第3話

文字数 2,736文字

 動画公開から半年以上たっても福良がテレビに出ることはなかった。いくぶん世間が福良に対して同情的になったとはいっても、内容が内容なだけに、未成年が見るかもしれないテレビでの福良の起用は難しかった。しかし、一方で週刊誌には毎週のように登場していた。毎回違う女性との密会報道。下は二十一歳から上は七十二歳までと幅広く、その容姿容貌についても千差万別だった。その噂の相手の中に福良を擁護した横山真知子もいたことは世間をザワつかせた。
 こういった福良の行動が積み重なることで、福良の動画の内容に少なくとも性的対象に対しては嘘がないということが世間に広まった。彼はビョーキで今は治療中なのだと。そもそも、盛んな異性関係自体は不道徳と言われることもあるが犯罪ではない。ワイドショーも次第に福良のキャラクターの捉え方をかえて、ある種、好意的なアングルから放送するようになっていた。過去の汚点と特異な生態抱えながらもたくましく生きている男として映すようになっていった。世間の興味も、福良のあの事件から離れて別のゴシップへと移った。そうなるとともに福良への嫌悪感は薄れ、バッシングはほとんどなくなった。それから福良はあらゆるジャンルの番組に出られるようになっていった。過去、事件の前には出ていなかったようなバライティー番組からクイズ番組まで、オファーがあれば何にでも挑戦した。そして、自我を押さえつける必要のなくなった”新生福良輝直”は以前にもまして輝きを放った。

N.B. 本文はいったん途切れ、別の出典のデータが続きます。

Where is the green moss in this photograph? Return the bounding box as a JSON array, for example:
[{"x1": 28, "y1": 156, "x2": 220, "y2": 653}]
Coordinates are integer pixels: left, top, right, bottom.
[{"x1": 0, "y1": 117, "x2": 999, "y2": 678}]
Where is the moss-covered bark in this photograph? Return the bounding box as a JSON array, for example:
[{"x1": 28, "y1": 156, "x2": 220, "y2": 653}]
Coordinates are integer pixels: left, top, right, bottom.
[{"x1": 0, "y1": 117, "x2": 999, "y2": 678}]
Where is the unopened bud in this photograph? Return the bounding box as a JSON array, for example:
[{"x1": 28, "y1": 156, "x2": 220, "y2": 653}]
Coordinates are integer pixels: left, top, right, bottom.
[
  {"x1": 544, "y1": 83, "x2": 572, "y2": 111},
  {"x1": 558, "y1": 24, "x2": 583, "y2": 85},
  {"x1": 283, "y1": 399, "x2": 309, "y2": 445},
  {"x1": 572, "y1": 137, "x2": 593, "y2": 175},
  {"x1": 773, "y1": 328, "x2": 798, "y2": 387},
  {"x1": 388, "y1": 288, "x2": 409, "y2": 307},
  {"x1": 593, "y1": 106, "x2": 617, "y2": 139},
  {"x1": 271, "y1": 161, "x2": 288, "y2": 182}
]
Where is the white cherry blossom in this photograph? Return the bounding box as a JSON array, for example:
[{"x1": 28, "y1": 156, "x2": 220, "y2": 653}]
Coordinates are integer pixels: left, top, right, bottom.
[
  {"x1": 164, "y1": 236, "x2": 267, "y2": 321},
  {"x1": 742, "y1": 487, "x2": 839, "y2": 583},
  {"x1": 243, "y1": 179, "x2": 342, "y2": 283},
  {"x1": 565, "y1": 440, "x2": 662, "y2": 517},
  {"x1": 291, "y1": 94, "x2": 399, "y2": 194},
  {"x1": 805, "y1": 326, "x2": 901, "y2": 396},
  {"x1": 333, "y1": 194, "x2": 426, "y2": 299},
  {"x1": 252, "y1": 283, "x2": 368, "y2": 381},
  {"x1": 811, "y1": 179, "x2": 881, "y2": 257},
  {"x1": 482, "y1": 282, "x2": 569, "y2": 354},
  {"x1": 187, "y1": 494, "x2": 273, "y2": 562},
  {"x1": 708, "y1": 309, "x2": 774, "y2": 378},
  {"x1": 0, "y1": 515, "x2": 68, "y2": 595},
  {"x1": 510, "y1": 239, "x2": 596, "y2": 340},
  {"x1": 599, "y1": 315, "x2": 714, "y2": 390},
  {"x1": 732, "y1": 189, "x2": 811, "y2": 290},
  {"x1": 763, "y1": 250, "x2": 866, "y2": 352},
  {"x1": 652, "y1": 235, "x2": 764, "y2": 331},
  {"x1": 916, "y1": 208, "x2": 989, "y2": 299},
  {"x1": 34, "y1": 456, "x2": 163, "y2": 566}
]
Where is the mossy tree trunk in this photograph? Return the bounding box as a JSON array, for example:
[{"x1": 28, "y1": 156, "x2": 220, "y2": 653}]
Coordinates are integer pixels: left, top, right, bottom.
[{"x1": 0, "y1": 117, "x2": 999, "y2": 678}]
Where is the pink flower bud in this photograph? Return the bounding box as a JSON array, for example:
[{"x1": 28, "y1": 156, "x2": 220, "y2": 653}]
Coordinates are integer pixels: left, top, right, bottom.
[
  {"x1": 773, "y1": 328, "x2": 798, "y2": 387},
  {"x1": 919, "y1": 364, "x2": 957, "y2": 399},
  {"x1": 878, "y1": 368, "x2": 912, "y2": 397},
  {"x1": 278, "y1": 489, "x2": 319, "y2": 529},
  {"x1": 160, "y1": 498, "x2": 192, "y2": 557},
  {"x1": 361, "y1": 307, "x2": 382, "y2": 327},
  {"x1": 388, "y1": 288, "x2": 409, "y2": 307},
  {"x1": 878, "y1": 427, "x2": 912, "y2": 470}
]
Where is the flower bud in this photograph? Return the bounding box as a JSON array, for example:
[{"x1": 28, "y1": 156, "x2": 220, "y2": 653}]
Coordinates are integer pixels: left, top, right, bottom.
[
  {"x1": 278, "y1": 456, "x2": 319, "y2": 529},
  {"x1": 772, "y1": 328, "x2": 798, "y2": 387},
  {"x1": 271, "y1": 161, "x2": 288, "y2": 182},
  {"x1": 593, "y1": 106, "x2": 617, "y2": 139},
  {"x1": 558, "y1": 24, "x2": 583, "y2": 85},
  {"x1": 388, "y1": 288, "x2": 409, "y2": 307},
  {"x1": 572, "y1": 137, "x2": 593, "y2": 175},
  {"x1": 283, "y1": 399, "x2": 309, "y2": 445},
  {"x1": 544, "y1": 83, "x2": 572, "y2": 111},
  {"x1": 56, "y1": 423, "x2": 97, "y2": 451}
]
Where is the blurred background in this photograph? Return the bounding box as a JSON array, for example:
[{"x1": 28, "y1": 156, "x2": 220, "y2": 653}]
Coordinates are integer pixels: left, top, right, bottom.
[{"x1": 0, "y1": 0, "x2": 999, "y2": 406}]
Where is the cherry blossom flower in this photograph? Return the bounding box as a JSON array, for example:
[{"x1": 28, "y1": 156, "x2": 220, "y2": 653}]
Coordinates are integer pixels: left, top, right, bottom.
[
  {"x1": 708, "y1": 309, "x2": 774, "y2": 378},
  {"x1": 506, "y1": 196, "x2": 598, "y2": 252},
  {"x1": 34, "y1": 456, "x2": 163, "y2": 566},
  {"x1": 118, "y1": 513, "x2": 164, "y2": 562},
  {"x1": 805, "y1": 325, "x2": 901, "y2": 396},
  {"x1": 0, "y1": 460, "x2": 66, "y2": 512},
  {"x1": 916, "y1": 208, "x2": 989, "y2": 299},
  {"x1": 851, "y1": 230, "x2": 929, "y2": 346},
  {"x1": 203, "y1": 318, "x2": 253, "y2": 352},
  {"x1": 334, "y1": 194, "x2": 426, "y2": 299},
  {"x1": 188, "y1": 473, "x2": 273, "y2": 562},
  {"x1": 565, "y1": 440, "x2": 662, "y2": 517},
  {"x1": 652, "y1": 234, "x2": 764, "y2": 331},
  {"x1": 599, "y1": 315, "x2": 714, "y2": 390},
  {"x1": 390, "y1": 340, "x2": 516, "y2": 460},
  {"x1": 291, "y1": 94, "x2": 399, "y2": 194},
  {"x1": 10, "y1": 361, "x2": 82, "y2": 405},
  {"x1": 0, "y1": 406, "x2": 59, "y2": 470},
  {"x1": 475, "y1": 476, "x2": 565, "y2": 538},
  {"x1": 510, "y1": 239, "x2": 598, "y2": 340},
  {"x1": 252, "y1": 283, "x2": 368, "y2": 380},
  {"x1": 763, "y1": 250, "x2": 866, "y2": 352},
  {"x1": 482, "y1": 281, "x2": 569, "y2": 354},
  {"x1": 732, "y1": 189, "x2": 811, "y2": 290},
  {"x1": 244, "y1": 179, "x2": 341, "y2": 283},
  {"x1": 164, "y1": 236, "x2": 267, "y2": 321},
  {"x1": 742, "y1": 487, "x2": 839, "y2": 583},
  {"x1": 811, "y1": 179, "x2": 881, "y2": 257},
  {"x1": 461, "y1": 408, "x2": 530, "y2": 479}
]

 福良の復活は起用する番組に思わぬ副産物をもたらした。いくら福良のイメージが回復したとはいえ、共演者の女性達全員が福良にいい印象ももっているとは限らなかった。笑顔で会話していても福良の昔の事件がチラつき「私を狙ってるのかしら」と警戒し、いつもとは違う緊張感をもって収録に臨む、視聴者はその様子をドキドキしながら観た。福良の一挙手一投足は視聴者に色々は妄想を駆り立てた。福良がいま、アシスタントに耳元で何かいってなかったか、何か今の一言には共演者へのアプローチが隠されているのではないか。それともすでに、いい関係になった相手ではないのか。彼はこれまで密会報道になった相手とでも平然と共演していたし、そのことをしっている視聴者はほかの共演者も含めた人間模様をドキュメンタリー感覚で楽しんでいった。

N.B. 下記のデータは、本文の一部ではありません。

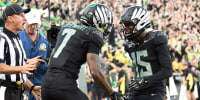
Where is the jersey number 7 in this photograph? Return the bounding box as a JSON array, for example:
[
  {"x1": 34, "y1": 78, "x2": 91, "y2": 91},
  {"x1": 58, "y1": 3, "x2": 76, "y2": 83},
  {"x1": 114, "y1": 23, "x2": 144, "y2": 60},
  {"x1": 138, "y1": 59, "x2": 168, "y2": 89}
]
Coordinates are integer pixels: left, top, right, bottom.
[{"x1": 53, "y1": 29, "x2": 76, "y2": 58}]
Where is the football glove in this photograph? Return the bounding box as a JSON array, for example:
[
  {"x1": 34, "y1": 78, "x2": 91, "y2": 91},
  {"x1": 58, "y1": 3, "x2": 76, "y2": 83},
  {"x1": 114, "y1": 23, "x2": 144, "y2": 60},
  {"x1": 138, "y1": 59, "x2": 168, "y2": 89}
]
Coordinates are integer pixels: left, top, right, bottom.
[
  {"x1": 129, "y1": 78, "x2": 148, "y2": 90},
  {"x1": 110, "y1": 92, "x2": 122, "y2": 100}
]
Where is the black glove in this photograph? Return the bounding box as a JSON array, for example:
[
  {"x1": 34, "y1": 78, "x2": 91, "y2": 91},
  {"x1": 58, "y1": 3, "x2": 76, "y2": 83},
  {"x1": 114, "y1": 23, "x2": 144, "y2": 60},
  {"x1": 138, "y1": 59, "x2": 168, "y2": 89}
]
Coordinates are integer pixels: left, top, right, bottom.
[
  {"x1": 123, "y1": 92, "x2": 131, "y2": 100},
  {"x1": 110, "y1": 92, "x2": 122, "y2": 100},
  {"x1": 129, "y1": 78, "x2": 148, "y2": 90}
]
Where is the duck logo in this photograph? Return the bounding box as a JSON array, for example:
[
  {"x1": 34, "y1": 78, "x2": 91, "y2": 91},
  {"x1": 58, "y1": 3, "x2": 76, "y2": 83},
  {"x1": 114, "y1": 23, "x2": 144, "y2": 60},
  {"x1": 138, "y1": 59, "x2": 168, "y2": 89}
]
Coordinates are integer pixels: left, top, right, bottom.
[{"x1": 39, "y1": 43, "x2": 47, "y2": 51}]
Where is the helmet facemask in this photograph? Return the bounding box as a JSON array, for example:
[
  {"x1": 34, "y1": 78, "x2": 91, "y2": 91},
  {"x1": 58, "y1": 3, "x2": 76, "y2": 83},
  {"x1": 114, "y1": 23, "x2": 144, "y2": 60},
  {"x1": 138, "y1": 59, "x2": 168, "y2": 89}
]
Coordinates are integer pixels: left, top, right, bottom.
[
  {"x1": 80, "y1": 4, "x2": 113, "y2": 38},
  {"x1": 120, "y1": 6, "x2": 150, "y2": 40}
]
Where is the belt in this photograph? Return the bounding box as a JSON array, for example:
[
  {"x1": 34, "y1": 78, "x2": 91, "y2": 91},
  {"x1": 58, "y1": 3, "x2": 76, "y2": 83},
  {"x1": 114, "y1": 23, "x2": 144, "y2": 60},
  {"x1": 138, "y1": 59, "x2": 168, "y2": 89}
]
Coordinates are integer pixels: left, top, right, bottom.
[
  {"x1": 46, "y1": 70, "x2": 76, "y2": 79},
  {"x1": 0, "y1": 80, "x2": 25, "y2": 91}
]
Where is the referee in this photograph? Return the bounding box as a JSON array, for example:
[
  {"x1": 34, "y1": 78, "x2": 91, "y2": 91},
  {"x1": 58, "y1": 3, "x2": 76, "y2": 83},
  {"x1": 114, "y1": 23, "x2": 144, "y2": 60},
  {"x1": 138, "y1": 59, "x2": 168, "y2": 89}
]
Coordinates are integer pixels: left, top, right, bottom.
[{"x1": 0, "y1": 3, "x2": 41, "y2": 100}]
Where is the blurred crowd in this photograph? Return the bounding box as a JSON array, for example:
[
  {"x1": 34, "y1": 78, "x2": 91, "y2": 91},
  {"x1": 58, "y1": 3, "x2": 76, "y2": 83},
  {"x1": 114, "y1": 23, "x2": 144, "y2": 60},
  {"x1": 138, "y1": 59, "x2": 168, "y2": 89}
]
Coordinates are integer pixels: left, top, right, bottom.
[{"x1": 0, "y1": 0, "x2": 200, "y2": 99}]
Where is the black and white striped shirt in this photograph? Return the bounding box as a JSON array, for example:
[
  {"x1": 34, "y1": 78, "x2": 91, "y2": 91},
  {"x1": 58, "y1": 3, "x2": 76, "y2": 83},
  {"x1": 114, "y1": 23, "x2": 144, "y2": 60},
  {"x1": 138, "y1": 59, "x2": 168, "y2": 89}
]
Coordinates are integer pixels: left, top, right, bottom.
[{"x1": 0, "y1": 28, "x2": 26, "y2": 83}]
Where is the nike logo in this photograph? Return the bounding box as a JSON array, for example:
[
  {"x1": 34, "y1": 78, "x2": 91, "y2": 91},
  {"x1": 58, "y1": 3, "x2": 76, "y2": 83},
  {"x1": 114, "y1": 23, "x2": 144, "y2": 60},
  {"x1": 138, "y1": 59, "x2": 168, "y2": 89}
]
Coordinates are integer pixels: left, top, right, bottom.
[{"x1": 151, "y1": 93, "x2": 157, "y2": 96}]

 そして、本人待望の映画界に復帰した福良も光った。演技に色気が増して、感情の表現が細やかになっていた。それ素直になれたからこそ得られた力だろう。小手先の演技といわれていた以前からはガラリと雰囲気の違う重厚さをまとった。福良は復活した。

 福良の所属事務所の応接間は緊張感に包まれていた。
 「先生によろしくお伝えください」直立していた社長は、恭しく目の前に座る中年男に頭を下げた。

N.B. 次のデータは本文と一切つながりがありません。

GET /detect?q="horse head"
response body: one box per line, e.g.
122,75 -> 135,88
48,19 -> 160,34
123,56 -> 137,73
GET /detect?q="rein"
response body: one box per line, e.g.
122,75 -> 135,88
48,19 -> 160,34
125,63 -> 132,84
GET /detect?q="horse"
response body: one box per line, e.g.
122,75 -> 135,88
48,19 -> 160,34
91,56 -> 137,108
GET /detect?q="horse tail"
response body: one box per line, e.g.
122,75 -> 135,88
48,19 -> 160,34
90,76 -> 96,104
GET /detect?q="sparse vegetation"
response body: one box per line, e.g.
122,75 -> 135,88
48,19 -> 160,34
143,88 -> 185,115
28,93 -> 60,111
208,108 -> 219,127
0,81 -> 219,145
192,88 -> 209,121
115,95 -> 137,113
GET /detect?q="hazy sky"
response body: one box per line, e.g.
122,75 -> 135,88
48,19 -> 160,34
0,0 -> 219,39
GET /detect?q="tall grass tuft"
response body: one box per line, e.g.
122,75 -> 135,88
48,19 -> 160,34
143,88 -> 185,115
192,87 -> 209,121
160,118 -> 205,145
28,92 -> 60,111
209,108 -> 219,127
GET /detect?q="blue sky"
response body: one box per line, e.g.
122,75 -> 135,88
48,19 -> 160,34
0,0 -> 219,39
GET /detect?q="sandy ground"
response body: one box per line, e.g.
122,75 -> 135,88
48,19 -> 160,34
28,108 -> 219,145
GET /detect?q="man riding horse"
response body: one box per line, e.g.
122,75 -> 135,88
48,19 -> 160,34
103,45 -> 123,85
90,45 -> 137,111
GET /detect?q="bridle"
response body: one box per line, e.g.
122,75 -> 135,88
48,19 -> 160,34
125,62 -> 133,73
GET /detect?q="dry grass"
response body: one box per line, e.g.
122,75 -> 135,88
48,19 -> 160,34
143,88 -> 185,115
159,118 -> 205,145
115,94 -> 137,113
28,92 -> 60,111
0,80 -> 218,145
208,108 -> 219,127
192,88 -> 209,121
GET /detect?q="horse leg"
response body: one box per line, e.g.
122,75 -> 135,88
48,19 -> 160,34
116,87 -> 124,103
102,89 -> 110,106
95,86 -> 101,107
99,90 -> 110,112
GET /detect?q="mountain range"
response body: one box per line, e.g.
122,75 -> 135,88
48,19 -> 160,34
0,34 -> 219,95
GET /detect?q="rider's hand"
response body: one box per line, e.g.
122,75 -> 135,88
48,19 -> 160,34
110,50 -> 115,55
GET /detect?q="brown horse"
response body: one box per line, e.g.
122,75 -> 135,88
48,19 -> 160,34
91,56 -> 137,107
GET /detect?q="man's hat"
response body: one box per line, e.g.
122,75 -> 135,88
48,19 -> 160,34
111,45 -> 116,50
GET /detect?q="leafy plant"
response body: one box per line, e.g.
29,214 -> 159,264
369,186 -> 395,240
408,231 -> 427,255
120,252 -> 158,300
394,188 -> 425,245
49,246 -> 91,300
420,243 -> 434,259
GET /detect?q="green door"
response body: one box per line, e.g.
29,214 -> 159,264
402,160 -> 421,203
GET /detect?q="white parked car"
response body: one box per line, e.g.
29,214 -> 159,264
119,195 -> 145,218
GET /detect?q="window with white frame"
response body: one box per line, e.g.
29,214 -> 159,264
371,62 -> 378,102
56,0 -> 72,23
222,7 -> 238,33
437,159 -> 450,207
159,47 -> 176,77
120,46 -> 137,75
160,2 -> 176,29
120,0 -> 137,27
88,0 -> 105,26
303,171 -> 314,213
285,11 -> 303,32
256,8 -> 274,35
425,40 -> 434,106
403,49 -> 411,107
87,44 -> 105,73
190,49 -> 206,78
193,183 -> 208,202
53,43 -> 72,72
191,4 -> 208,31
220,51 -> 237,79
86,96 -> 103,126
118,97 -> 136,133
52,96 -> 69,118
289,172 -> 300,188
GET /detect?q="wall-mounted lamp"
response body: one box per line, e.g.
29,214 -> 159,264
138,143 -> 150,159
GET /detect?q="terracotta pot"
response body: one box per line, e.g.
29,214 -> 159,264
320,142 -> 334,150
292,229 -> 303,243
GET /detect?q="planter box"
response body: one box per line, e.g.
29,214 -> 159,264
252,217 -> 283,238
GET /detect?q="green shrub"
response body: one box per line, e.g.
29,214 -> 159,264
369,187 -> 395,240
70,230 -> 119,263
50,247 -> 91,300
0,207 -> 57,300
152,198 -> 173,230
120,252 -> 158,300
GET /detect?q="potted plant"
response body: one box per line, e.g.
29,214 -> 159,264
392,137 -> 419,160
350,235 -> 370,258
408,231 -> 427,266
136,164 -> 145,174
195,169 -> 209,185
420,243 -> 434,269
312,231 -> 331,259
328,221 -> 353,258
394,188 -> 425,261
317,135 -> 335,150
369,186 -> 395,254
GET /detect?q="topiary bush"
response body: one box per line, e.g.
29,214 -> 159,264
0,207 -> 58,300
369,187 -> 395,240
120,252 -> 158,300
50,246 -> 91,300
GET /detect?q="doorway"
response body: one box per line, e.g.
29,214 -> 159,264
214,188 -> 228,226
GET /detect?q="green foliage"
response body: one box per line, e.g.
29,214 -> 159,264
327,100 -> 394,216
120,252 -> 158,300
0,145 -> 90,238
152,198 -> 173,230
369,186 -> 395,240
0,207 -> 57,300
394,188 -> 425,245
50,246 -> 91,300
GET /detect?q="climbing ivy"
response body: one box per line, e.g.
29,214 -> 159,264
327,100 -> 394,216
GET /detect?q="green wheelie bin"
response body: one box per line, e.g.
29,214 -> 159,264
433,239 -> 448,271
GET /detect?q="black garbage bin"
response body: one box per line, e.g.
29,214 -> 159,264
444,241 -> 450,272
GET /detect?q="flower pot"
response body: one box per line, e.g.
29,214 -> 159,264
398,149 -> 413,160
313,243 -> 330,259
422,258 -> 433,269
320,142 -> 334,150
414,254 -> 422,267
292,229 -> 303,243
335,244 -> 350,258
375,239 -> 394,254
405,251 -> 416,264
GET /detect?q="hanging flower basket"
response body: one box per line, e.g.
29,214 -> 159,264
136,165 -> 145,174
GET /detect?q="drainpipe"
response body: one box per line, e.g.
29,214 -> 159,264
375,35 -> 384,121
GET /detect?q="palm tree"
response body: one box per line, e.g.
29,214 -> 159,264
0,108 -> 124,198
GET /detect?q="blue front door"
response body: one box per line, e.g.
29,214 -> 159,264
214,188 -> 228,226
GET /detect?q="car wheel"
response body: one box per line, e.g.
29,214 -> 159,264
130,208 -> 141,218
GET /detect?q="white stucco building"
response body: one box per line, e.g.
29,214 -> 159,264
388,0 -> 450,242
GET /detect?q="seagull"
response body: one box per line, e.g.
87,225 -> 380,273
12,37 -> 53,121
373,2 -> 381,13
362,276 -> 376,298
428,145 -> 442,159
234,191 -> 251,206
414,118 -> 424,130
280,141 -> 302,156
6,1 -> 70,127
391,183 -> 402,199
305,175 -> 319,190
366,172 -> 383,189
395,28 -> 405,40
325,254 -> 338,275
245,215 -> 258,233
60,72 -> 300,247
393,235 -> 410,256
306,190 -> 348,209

 男は返礼もせず、分厚い封筒をアタッシュケースにしまって「では」とだけいって出て言った。
 「ふーう。もういいぞ。頭を上げろ」社長はそう吉岡にいってから倒れこむよに応接セットのソファーに体をあずけた。
 福良のチーフマネージャーの吉岡は社長にいわれて頭をあげた。
 「今の人だれなんですか。一体なんだったんですか」
 「ああ?あー。吉岡、お前ギョーカイに入って何年目だ」
 社長は椅子に深く座り直して吉岡にたずねた。
 「えっ、えーと十五年ですかね」
 社長はタバコに火をつけて一息してからいった。
 「十五年、もうそんなになるか。そうか、お前は口が堅い奴だからまあいいか。よし、特別に教えてやる。ただし誰にもいうな。もちろん福良にもだ」
 するどい眼光で社長は吉岡にいった。
 「はっはい。わかりました」
 吉岡は顔を強張らせてこたえた。
 社長はそれから二口タバコをふかし、それを揉み消してから話し始めた。
 「噂くらいきいたことあるだろう。裏のシナリオライターって話」
 吉岡は記憶を辿り、ある噂を思い出した。その噂ではギョーカイを裏側を跋扈する凄腕のシナリオライターがいて、高額の報酬でどんな人物でも新たな物語を纏わせて、芸能人生を再生させるという噂だった。
 「それじゃ、まさか今の人は」
 「ああ、あの人の使いだ。怖いようなー、こんなスジ書いちゃうんだもんなー。登場人物は誰も気づかないんだぜー。今でもそうだけど」
 あの人と呼ばれる男は実在していたのかと吉岡は妙な感心をしながらも、これまでの騒動の思い返して気付き、ぞっとした。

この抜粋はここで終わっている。